Le molecole che compongono i farmaci o che derivano dalla produzione dei farmaci stessi finiscono nell’ambiente.
Possono essere riversate direttamente dalle aziende farmaceutiche durante la fase di produzione, ma anche dai consumatori quando non smaltiscono correttamente le medicine. Una certa parte finisce nelle acque anche attraverso le feci e le urine delle persone che ne fanno uso.
Un significativo studio ha monitorato 1.052 siti di campionamento lungo 258 fiumi in 104 paesi di tutti i continenti e ha dimostrato che la presenza di residui farmaceutici nelle acque superficiali rappresenta una minaccia per la salute ambientale e/o umana.

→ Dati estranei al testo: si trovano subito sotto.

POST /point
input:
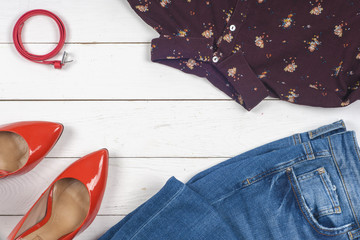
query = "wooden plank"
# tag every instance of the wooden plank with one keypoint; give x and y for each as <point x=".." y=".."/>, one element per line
<point x="99" y="72"/>
<point x="130" y="183"/>
<point x="100" y="225"/>
<point x="86" y="21"/>
<point x="172" y="128"/>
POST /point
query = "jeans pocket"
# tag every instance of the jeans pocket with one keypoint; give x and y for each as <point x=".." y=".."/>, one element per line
<point x="317" y="199"/>
<point x="319" y="193"/>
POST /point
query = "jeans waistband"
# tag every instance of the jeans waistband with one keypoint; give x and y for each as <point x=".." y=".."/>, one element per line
<point x="321" y="132"/>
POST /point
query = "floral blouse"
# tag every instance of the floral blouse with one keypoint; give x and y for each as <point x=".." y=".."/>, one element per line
<point x="305" y="52"/>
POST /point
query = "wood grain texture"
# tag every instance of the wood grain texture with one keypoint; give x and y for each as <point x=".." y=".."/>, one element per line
<point x="130" y="183"/>
<point x="157" y="122"/>
<point x="96" y="229"/>
<point x="88" y="21"/>
<point x="172" y="128"/>
<point x="99" y="72"/>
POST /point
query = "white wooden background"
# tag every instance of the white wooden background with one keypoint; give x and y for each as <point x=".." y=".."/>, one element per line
<point x="156" y="121"/>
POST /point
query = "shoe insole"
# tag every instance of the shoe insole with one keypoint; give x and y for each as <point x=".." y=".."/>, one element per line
<point x="70" y="205"/>
<point x="14" y="151"/>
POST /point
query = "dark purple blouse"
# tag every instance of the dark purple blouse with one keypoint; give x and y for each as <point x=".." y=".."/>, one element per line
<point x="305" y="52"/>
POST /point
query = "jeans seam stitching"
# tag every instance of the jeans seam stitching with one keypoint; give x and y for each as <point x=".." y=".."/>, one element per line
<point x="301" y="209"/>
<point x="343" y="181"/>
<point x="257" y="180"/>
<point x="327" y="188"/>
<point x="302" y="158"/>
<point x="158" y="212"/>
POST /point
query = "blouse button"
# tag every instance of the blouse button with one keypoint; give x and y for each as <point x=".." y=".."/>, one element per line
<point x="215" y="59"/>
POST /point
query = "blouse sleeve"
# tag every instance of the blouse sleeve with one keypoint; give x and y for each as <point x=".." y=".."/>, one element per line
<point x="185" y="18"/>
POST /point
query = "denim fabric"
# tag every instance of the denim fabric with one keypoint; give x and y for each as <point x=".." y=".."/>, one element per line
<point x="302" y="187"/>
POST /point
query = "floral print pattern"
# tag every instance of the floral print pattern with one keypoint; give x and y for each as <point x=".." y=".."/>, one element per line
<point x="308" y="52"/>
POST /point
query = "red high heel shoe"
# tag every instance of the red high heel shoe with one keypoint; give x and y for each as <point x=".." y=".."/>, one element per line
<point x="70" y="204"/>
<point x="24" y="144"/>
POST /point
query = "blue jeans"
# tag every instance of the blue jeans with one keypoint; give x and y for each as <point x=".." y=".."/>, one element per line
<point x="306" y="186"/>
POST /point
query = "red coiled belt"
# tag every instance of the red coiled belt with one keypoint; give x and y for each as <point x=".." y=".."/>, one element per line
<point x="43" y="59"/>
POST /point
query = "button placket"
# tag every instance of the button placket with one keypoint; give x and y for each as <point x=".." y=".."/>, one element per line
<point x="215" y="59"/>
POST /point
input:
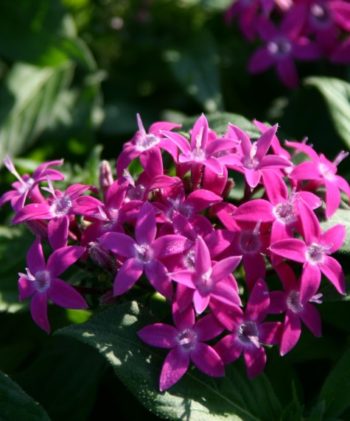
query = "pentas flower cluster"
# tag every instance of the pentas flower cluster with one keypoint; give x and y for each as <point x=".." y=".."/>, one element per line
<point x="293" y="30"/>
<point x="239" y="276"/>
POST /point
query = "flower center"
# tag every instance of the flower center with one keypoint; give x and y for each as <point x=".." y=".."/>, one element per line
<point x="144" y="253"/>
<point x="61" y="206"/>
<point x="205" y="283"/>
<point x="187" y="339"/>
<point x="284" y="212"/>
<point x="293" y="302"/>
<point x="248" y="334"/>
<point x="315" y="253"/>
<point x="42" y="280"/>
<point x="146" y="142"/>
<point x="249" y="242"/>
<point x="280" y="47"/>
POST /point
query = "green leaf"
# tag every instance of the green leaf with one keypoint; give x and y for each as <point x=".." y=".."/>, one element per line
<point x="13" y="245"/>
<point x="28" y="102"/>
<point x="195" y="66"/>
<point x="336" y="93"/>
<point x="336" y="389"/>
<point x="15" y="404"/>
<point x="113" y="332"/>
<point x="219" y="122"/>
<point x="342" y="216"/>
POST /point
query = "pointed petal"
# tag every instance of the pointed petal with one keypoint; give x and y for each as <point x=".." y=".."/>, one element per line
<point x="207" y="360"/>
<point x="292" y="249"/>
<point x="291" y="333"/>
<point x="159" y="335"/>
<point x="61" y="259"/>
<point x="127" y="276"/>
<point x="145" y="231"/>
<point x="229" y="349"/>
<point x="255" y="361"/>
<point x="58" y="232"/>
<point x="208" y="328"/>
<point x="64" y="295"/>
<point x="35" y="257"/>
<point x="174" y="367"/>
<point x="200" y="302"/>
<point x="332" y="269"/>
<point x="118" y="243"/>
<point x="258" y="302"/>
<point x="38" y="310"/>
<point x="310" y="281"/>
<point x="202" y="259"/>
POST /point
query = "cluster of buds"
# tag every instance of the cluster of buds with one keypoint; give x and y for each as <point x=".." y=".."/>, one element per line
<point x="172" y="226"/>
<point x="290" y="30"/>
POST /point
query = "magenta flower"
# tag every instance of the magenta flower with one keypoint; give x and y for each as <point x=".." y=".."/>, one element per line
<point x="42" y="282"/>
<point x="324" y="172"/>
<point x="249" y="331"/>
<point x="296" y="310"/>
<point x="147" y="146"/>
<point x="57" y="210"/>
<point x="26" y="186"/>
<point x="254" y="160"/>
<point x="209" y="281"/>
<point x="314" y="253"/>
<point x="144" y="254"/>
<point x="282" y="47"/>
<point x="186" y="341"/>
<point x="202" y="149"/>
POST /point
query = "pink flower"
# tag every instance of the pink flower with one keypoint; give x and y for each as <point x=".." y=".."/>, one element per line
<point x="209" y="281"/>
<point x="42" y="282"/>
<point x="296" y="310"/>
<point x="249" y="331"/>
<point x="144" y="254"/>
<point x="186" y="341"/>
<point x="26" y="186"/>
<point x="314" y="253"/>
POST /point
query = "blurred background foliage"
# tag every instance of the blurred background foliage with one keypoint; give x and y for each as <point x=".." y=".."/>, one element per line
<point x="73" y="75"/>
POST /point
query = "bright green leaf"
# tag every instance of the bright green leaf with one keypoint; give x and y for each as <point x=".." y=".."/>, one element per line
<point x="15" y="404"/>
<point x="113" y="332"/>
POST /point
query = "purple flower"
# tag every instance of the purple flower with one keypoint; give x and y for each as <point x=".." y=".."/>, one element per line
<point x="42" y="282"/>
<point x="209" y="281"/>
<point x="186" y="341"/>
<point x="144" y="253"/>
<point x="282" y="47"/>
<point x="249" y="331"/>
<point x="314" y="253"/>
<point x="296" y="310"/>
<point x="26" y="186"/>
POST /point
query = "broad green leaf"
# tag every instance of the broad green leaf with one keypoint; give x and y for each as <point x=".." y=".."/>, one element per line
<point x="113" y="332"/>
<point x="219" y="122"/>
<point x="336" y="389"/>
<point x="27" y="104"/>
<point x="15" y="404"/>
<point x="336" y="93"/>
<point x="14" y="242"/>
<point x="342" y="216"/>
<point x="195" y="66"/>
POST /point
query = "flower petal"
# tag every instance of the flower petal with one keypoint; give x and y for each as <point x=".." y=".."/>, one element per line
<point x="207" y="360"/>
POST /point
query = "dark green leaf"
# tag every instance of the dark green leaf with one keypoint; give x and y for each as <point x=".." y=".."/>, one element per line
<point x="195" y="66"/>
<point x="336" y="389"/>
<point x="336" y="93"/>
<point x="113" y="333"/>
<point x="15" y="404"/>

L’esposizione ambientale agli ingredienti farmaceutici attivi (API), infatti, ha effetti negativi sulla salute degli ecosistemi e degli esseri umani ed è difficile quantificare la portata del problema da una prospettiva globale perché il confronto dei dati esistenti, generati per diversi studi/regioni/continenti, è impegnativo a causa delle grandi differenze tra le metodologie analitiche impiegate, inoltre al momento non disponiamo di dati per la maggior parte dei paesi del mondo.
È necessario scoprire un approccio diverso alla malattia cercando, innanzitutto, di prevenire le condizioni patologiche con stili di vita salutari e poi, in secondo luogo, quando si verifica un problema di salute, provando a risolvere in prima battuta con rimedi naturali (propri, ad esempio, della medicina antroposofica, della medicina omeopatica e delle medicine tradizionali che si basano principalmente sull’utilizzo di piante ed erbe) e solo alla fine, in caso non si sia riusciti a risolvere diversamente, ricorrere ai farmaci di sintesi.
In questo modo si avrebbero livelli di tossicità indubbiamente più bassi, per non dire nulli, sull’ambiente e anche sui nostri organismi.
Ma per questo è necessario un cambio totale di mentalità. E ne siamo ancora ben lontani, purtroppo.